Clinical trials of therapies for acute traumatic spinal cord injury (tSCI) have failed to convincingly demonstrate efficacy in improving neurologic function. Failing to acknowledge the heterogeneity of these injuries and under-appreciating the impact of the most important baseline prognostic variables likely contributes to this translational failure. Our hypothesis was that neurological level and severity of initial injury (measured by the American Spinal Injury Association Impairment Scale [AIS]) act jointly and are the major determinants of motor recovery. Our objective was to quantify the influence of these variables when considered together on early motor score recovery following acute tSCI. Eight hundred thirty-six participants from the Rick Hansen Spinal Cord Injury Registry were analyzed for motor score improvement from baseline to follow-up. In AIS A, B, and C patients, cervical and thoracic injuries displayed significantly different motor score recovery. AIS A patients with thoracic (T2-T10) and thoracolumbar (T11-L2) injuries had significantly different motor improvement. High (C1-C4) and low (C5-T1) cervical injuries demonstrated differences in upper extremity motor recovery in AIS B, C, and D. A hypothetical clinical trial example demonstrated the benefits of stratifying on neurological level and severity of injury. Clinically meaningful motor score recovery is predictably related to the neurological level of injury and the severity of the baseline neurological impairment.
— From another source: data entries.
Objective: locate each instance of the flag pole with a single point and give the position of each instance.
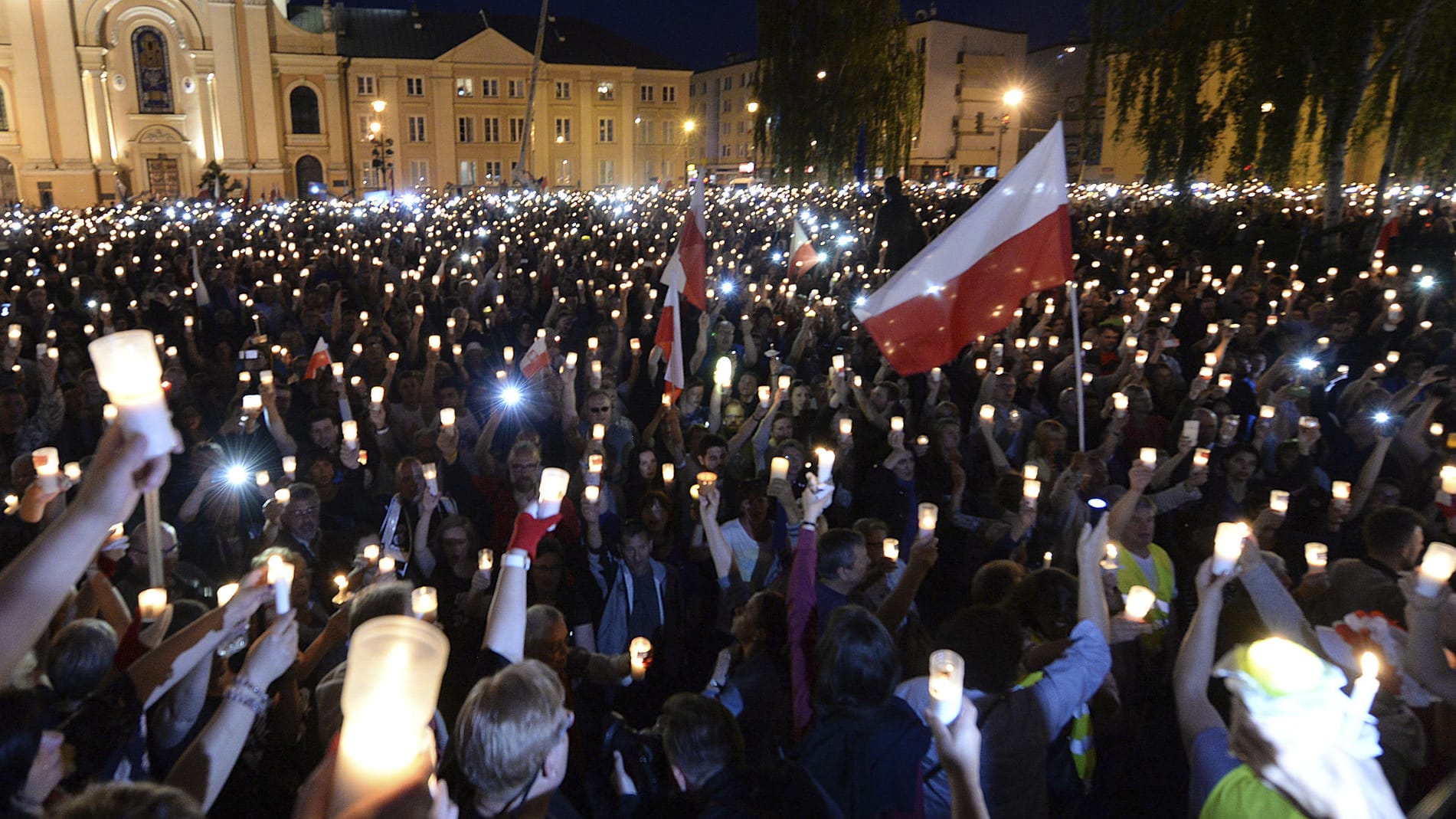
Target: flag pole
(1076, 363)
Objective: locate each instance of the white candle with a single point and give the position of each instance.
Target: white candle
(947, 684)
(552, 489)
(424, 602)
(152, 602)
(47, 462)
(1228, 545)
(928, 515)
(1317, 555)
(280, 576)
(1436, 568)
(1362, 696)
(1279, 502)
(778, 470)
(129, 369)
(640, 650)
(1140, 601)
(826, 465)
(389, 697)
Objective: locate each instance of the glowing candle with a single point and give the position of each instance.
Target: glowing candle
(640, 650)
(129, 369)
(389, 697)
(1436, 568)
(928, 515)
(947, 684)
(826, 465)
(152, 602)
(552, 489)
(47, 462)
(1139, 602)
(280, 576)
(424, 602)
(778, 470)
(1317, 555)
(1228, 545)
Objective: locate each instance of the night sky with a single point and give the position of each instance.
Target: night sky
(701, 32)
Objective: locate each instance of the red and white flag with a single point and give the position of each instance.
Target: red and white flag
(803, 257)
(971, 277)
(535, 359)
(689, 261)
(319, 360)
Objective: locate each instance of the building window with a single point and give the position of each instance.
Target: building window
(303, 105)
(149, 53)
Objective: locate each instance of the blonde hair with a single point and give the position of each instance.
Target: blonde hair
(509, 725)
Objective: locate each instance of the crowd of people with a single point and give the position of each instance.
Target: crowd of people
(370, 394)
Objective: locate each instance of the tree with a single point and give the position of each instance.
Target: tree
(1278, 72)
(833, 76)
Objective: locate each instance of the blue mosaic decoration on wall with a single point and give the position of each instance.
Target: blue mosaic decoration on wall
(149, 51)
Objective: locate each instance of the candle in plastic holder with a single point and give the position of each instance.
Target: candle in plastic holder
(552, 489)
(47, 462)
(947, 684)
(1436, 568)
(1228, 545)
(152, 602)
(1317, 555)
(280, 576)
(1140, 601)
(424, 602)
(778, 470)
(640, 652)
(826, 465)
(389, 699)
(928, 515)
(130, 372)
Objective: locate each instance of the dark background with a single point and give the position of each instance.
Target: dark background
(701, 34)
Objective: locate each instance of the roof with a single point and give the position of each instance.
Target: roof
(426, 35)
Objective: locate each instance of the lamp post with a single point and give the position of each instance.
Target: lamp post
(1011, 100)
(382, 148)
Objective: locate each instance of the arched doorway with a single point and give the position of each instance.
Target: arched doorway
(9, 188)
(309, 171)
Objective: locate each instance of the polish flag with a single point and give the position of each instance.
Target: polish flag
(535, 359)
(319, 360)
(803, 257)
(971, 277)
(691, 257)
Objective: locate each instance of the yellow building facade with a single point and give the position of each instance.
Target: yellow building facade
(116, 98)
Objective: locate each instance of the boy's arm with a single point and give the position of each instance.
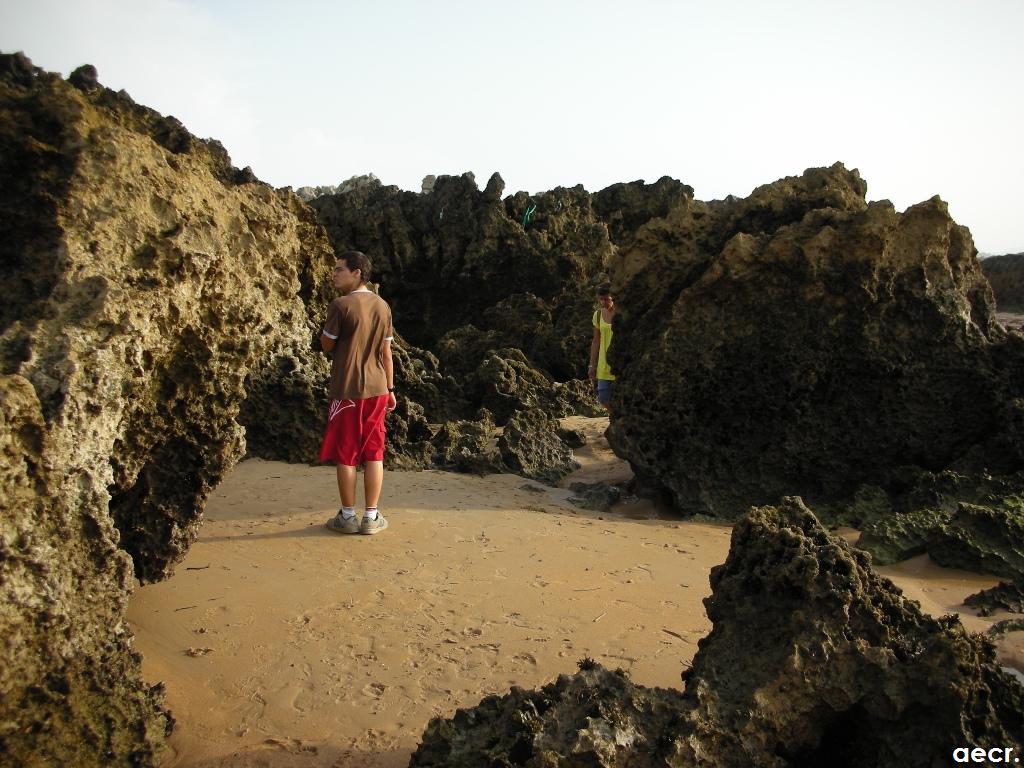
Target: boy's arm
(388, 364)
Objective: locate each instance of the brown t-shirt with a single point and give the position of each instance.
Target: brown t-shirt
(359, 324)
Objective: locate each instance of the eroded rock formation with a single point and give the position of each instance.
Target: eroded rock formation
(148, 288)
(1006, 274)
(809, 342)
(813, 659)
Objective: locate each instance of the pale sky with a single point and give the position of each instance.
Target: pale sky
(923, 96)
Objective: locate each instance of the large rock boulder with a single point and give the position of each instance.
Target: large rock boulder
(812, 659)
(150, 288)
(803, 340)
(1006, 274)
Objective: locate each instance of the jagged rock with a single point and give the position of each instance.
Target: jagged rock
(572, 437)
(1006, 274)
(989, 539)
(505, 382)
(71, 690)
(529, 445)
(454, 252)
(813, 659)
(599, 497)
(468, 446)
(1005, 596)
(409, 436)
(144, 288)
(808, 342)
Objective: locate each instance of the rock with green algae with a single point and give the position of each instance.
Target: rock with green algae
(812, 659)
(985, 538)
(530, 445)
(1005, 596)
(150, 289)
(468, 446)
(809, 342)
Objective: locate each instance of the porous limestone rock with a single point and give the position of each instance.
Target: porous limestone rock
(596, 718)
(148, 288)
(468, 446)
(457, 256)
(1006, 275)
(812, 659)
(805, 341)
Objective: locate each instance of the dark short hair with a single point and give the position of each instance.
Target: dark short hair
(356, 260)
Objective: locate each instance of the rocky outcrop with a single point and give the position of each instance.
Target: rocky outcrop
(515, 273)
(813, 659)
(531, 446)
(1006, 274)
(151, 289)
(809, 343)
(1005, 596)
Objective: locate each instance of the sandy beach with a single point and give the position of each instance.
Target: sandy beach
(282, 643)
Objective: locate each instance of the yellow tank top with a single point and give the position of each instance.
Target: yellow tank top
(603, 369)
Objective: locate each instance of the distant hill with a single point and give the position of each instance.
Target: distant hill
(1006, 273)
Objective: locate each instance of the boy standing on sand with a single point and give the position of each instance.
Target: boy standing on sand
(599, 368)
(358, 332)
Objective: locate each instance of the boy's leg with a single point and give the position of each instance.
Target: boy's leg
(373, 481)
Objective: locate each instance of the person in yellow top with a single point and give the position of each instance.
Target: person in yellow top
(599, 368)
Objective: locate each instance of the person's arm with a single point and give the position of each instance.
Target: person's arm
(388, 364)
(329, 336)
(595, 348)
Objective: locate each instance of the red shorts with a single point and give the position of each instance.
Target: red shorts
(354, 431)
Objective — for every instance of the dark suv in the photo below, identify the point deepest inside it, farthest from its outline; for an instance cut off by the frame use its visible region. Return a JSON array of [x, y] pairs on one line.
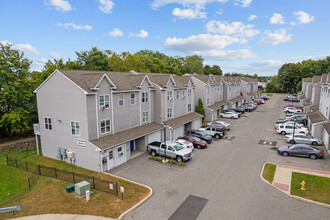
[[200, 134]]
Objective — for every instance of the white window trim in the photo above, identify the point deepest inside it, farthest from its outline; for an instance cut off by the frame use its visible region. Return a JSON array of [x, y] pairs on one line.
[[133, 99], [119, 99], [104, 95], [51, 123], [143, 116], [78, 135], [105, 126]]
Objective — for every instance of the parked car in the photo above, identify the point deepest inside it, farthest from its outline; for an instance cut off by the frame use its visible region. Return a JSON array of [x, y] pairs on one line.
[[226, 124], [303, 139], [239, 109], [185, 144], [172, 149], [229, 115], [200, 134], [197, 142], [301, 150], [291, 110], [213, 131], [290, 128]]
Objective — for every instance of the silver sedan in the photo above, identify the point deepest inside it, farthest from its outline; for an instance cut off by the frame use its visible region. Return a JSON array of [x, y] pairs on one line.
[[303, 139]]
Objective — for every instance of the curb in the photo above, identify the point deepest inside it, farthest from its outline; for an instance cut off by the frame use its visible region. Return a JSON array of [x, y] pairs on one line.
[[139, 203], [292, 196]]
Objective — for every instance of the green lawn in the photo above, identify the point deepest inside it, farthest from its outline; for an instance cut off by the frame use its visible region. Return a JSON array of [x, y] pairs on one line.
[[48, 194], [269, 172], [317, 188]]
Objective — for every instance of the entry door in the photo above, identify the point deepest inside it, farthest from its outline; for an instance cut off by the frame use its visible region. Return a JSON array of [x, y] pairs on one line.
[[111, 160], [132, 145]]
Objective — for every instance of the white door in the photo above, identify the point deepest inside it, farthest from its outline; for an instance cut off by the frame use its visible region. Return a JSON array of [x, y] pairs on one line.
[[177, 132], [111, 161], [120, 154], [154, 137]]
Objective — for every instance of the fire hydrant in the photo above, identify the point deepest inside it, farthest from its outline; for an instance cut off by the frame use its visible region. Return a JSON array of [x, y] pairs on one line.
[[303, 185]]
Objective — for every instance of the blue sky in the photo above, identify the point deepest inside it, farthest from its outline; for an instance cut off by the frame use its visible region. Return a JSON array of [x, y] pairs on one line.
[[248, 36]]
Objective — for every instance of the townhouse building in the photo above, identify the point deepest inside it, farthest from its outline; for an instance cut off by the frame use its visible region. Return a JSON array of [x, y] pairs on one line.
[[99, 120]]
Stratifying clinical trial cohorts using a joint distribution of these two variables will enhance a studys chance of identifying a true treatment effect and minimize the risk of misattributed treatment effects. Clinical studies should stratify participants based on these factors and record the number of participants and their mean baseline motor scores for each category of this joint distribution as part of the reporting of participant characteristics. Improved clinical trial design is a high priority as new therapies and interventions for tSCI emerge.